With Kingsport being no more than 40-minutes away from Elizabethton, the Mets showed up 30-minutes before game time robbing me of a chance to see batting practice and infield/outfield. Nonetheless, I’m not sure it would have mattered as 2012 Mets first round pick Gavin Cecchini was penciled in the lineup as designated hitter and the rest of the starting lineup was short on prospects beyond diminutive second baseman Branden Kaupe. I also lucked into three innings of Akeel Morris, a relief pitcher rumored to have big velocity who fell apart early on as a starter before reeling off 16 innings of two earned run ball to end the season.
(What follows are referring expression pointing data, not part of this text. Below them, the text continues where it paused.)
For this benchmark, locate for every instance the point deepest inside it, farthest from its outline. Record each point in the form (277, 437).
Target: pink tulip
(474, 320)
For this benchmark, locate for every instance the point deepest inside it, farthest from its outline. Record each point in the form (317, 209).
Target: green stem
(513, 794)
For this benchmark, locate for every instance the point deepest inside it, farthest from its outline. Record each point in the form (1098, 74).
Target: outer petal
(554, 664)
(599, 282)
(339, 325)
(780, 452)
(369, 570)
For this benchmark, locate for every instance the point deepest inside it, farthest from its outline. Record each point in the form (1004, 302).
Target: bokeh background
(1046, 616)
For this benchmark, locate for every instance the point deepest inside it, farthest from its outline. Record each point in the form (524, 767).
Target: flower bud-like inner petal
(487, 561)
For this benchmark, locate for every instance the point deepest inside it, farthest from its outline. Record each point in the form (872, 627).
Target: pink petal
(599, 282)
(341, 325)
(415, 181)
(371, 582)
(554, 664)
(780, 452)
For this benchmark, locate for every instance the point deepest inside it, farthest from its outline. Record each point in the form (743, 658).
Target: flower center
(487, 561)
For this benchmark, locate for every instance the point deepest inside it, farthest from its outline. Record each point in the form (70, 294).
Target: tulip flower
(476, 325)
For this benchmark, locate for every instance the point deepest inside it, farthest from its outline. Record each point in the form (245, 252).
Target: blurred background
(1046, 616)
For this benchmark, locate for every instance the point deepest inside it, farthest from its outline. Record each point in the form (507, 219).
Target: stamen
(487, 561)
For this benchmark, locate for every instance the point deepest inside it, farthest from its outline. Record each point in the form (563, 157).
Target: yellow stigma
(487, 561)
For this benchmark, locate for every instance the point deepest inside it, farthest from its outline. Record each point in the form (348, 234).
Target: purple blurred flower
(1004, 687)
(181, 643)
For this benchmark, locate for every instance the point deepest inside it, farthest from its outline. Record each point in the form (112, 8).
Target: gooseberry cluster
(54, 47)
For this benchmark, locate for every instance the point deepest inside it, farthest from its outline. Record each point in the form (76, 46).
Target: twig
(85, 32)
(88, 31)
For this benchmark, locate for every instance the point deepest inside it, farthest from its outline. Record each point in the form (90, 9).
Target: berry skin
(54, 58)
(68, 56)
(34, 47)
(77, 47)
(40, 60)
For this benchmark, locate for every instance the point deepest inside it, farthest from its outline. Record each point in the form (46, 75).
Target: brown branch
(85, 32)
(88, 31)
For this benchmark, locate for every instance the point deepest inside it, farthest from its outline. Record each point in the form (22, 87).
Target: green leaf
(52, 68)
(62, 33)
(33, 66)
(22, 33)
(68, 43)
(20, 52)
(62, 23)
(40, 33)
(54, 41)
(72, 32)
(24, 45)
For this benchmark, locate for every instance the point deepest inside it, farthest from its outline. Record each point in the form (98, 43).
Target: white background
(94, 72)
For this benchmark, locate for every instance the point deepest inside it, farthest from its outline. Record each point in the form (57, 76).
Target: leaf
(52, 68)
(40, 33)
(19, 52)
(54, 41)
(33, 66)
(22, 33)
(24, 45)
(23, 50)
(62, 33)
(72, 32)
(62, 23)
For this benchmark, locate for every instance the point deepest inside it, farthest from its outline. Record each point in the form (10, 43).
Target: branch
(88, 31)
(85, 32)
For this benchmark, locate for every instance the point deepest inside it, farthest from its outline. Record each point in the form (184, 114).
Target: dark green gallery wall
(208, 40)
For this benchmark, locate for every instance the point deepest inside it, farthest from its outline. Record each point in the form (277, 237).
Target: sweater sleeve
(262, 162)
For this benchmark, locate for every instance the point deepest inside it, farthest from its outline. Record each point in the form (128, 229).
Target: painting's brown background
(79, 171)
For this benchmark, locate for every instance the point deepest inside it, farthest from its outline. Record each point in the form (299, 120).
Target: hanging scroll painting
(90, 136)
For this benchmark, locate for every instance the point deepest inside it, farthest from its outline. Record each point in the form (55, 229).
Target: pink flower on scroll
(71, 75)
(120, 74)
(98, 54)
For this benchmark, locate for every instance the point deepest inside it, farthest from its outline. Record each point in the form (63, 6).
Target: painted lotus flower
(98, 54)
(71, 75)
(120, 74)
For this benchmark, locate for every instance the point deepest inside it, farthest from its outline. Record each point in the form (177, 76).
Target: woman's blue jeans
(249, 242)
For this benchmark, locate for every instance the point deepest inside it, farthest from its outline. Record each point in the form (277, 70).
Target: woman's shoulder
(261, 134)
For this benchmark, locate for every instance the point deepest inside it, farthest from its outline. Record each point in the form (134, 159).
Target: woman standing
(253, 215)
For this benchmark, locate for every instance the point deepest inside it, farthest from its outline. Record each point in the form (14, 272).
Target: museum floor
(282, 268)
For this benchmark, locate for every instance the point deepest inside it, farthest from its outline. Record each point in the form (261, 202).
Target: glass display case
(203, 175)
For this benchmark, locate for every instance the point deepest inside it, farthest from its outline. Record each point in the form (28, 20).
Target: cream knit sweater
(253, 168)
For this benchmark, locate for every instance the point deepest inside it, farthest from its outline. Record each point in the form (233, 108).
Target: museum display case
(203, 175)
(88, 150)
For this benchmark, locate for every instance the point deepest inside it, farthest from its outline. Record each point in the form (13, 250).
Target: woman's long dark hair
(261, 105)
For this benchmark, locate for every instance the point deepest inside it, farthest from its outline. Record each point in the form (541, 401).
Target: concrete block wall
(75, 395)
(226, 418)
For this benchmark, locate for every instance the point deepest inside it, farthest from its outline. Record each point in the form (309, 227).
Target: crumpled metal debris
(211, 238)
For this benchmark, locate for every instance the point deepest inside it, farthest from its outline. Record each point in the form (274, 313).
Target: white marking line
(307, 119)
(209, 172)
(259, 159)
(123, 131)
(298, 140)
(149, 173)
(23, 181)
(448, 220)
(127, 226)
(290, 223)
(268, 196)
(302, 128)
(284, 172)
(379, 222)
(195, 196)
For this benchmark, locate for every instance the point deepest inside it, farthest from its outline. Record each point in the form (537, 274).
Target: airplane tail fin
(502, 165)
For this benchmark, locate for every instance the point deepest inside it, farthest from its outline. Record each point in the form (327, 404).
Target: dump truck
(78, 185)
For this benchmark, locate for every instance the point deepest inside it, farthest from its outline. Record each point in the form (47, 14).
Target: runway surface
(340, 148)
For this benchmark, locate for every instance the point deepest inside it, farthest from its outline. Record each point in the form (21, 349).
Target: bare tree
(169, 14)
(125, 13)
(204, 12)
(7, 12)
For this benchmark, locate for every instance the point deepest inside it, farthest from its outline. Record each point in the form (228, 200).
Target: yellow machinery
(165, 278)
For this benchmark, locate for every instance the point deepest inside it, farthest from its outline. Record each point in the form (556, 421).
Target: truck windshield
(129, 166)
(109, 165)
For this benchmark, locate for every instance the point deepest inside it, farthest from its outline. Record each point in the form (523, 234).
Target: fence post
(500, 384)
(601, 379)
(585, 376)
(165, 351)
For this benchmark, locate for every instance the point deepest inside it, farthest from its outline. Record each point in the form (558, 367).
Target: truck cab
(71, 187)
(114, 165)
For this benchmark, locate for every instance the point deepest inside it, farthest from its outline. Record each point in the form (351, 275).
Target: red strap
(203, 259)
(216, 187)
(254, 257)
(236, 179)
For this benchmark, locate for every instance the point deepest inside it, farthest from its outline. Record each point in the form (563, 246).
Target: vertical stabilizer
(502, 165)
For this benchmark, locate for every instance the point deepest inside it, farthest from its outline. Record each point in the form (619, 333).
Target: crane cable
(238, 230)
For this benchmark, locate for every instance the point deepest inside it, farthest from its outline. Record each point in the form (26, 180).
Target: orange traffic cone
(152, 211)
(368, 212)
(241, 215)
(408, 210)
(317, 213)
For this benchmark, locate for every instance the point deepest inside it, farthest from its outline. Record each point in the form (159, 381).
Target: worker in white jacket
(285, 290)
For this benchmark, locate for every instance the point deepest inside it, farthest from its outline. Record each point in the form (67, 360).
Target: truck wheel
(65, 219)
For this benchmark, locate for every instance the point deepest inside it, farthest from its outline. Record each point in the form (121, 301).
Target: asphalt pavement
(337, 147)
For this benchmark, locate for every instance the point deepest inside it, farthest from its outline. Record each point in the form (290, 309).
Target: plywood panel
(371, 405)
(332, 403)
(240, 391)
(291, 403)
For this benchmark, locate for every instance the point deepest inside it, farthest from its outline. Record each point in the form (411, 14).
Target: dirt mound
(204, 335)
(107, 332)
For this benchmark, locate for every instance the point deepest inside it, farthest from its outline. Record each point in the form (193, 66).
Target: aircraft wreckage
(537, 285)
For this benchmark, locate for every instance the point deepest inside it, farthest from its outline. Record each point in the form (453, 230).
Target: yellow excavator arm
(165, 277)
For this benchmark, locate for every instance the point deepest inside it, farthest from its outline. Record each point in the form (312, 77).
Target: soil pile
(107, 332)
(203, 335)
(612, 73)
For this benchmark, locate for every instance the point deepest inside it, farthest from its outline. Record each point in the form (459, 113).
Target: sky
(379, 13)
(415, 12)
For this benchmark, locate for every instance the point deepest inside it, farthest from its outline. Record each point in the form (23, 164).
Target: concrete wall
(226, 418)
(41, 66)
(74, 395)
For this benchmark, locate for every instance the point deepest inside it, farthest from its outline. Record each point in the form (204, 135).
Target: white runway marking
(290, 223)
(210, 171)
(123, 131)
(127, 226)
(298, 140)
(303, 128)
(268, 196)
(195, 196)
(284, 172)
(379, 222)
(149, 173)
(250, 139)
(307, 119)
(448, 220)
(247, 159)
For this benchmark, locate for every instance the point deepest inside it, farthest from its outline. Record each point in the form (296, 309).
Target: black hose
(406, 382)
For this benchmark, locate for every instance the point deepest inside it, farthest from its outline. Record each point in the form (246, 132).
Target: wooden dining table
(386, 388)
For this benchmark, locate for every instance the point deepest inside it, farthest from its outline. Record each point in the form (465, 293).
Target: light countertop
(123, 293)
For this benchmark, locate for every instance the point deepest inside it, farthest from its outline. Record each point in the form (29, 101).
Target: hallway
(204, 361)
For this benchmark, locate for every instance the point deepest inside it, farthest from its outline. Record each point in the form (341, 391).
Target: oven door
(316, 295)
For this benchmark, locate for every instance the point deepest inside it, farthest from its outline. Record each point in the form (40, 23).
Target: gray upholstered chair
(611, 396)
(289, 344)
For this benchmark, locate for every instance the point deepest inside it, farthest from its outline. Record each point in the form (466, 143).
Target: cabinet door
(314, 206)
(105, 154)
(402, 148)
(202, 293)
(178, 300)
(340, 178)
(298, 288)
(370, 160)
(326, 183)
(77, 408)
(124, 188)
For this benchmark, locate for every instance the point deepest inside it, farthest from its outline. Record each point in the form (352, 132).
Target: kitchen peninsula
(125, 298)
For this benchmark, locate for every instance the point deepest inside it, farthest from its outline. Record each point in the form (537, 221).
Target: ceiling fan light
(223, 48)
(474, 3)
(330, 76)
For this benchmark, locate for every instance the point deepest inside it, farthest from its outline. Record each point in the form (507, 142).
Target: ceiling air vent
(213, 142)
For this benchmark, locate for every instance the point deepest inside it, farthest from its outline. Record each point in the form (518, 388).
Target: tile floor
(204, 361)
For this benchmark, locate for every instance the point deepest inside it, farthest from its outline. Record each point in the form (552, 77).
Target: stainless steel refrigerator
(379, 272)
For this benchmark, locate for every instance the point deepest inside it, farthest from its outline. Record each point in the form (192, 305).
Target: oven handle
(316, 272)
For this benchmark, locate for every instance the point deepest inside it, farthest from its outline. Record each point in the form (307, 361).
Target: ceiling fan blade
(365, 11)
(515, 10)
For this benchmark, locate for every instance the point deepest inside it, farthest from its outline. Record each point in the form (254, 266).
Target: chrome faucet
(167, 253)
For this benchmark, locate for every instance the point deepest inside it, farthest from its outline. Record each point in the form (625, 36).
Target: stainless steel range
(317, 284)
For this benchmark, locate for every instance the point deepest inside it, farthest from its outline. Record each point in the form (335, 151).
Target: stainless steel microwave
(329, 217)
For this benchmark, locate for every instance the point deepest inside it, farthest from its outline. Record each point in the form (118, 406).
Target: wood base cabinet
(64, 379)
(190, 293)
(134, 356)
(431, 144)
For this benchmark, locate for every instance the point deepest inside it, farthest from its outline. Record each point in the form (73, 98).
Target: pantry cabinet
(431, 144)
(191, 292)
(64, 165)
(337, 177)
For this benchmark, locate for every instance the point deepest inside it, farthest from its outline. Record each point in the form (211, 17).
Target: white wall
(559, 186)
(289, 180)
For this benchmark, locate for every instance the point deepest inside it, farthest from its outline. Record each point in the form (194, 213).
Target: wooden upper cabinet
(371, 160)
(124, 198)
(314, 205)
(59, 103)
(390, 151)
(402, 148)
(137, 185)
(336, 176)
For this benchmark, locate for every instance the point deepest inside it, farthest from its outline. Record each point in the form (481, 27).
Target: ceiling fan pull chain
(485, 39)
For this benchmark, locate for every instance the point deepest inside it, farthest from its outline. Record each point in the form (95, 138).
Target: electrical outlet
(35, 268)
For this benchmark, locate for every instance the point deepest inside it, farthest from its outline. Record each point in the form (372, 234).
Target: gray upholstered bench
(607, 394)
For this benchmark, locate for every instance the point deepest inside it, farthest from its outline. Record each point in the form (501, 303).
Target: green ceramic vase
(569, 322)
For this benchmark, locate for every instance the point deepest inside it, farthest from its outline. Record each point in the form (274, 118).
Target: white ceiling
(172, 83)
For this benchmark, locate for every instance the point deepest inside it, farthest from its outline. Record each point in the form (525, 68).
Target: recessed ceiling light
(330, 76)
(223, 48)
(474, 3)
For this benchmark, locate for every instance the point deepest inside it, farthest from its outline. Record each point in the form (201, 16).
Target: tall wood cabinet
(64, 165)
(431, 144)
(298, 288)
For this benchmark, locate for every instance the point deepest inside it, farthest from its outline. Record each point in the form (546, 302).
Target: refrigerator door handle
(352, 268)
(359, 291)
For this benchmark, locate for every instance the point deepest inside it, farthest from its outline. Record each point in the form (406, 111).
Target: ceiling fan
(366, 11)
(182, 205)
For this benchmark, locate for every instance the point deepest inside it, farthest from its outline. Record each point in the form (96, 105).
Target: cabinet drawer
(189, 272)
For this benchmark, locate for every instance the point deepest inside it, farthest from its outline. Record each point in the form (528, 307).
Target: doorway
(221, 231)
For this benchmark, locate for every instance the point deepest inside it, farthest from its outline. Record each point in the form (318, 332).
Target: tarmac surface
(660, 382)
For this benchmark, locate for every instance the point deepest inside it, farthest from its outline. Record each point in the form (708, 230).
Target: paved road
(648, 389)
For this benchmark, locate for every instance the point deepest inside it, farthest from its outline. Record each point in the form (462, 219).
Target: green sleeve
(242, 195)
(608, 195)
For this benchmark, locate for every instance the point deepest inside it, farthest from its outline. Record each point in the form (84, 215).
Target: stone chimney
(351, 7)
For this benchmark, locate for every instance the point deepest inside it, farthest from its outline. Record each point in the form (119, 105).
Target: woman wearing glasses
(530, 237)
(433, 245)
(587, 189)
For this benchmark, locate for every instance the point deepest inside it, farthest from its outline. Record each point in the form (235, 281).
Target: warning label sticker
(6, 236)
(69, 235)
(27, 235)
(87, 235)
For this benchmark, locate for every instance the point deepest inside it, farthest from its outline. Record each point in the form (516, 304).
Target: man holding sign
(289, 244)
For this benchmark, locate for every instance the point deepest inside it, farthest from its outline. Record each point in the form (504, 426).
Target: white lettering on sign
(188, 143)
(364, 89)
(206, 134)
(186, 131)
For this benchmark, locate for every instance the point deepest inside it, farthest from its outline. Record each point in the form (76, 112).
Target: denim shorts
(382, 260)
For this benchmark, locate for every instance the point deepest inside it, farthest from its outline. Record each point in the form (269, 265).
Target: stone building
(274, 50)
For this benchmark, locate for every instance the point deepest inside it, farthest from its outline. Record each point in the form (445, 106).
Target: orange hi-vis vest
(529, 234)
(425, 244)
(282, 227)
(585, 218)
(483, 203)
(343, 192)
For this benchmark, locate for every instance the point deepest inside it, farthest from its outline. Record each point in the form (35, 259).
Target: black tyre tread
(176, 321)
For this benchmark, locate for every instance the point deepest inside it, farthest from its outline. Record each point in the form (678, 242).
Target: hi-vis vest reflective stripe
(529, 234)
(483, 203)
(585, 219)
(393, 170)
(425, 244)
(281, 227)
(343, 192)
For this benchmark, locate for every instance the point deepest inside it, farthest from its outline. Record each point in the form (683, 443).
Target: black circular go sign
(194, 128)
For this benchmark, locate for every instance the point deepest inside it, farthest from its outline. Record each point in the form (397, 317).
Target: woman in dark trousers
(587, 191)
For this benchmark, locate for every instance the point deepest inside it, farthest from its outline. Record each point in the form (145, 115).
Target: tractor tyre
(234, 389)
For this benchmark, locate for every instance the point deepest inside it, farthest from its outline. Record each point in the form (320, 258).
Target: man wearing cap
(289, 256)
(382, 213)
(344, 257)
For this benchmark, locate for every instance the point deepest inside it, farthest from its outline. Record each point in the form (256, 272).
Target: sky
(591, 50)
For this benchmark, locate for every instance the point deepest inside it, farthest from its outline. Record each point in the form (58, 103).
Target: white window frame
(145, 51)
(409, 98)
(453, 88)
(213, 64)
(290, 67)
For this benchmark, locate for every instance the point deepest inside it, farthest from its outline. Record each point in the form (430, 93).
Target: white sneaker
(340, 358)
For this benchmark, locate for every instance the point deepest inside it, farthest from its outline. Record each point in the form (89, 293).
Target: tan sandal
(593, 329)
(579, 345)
Gavin Cecchini: Not seeing him play shortstop certainly limits the look, but I’d be remiss to not mention his hit tool was better than I was expecting. From watching the video, it’s easy to see the swings weren’t pretty at times and pitch selection is still a work in progress. However, the couple of controlled swings he put on fastballs up in the zone both resulted in hard barrel contact. As his balance and weight shift improve, so should his pitch selection and consistency. Cecchini is unlikely to become an impact bat due to lack of power, but true shortstop prospects are difficult to come by so he does not have to be. In Savannah, I’ll receive a long look at him on defense and update the profile at that point.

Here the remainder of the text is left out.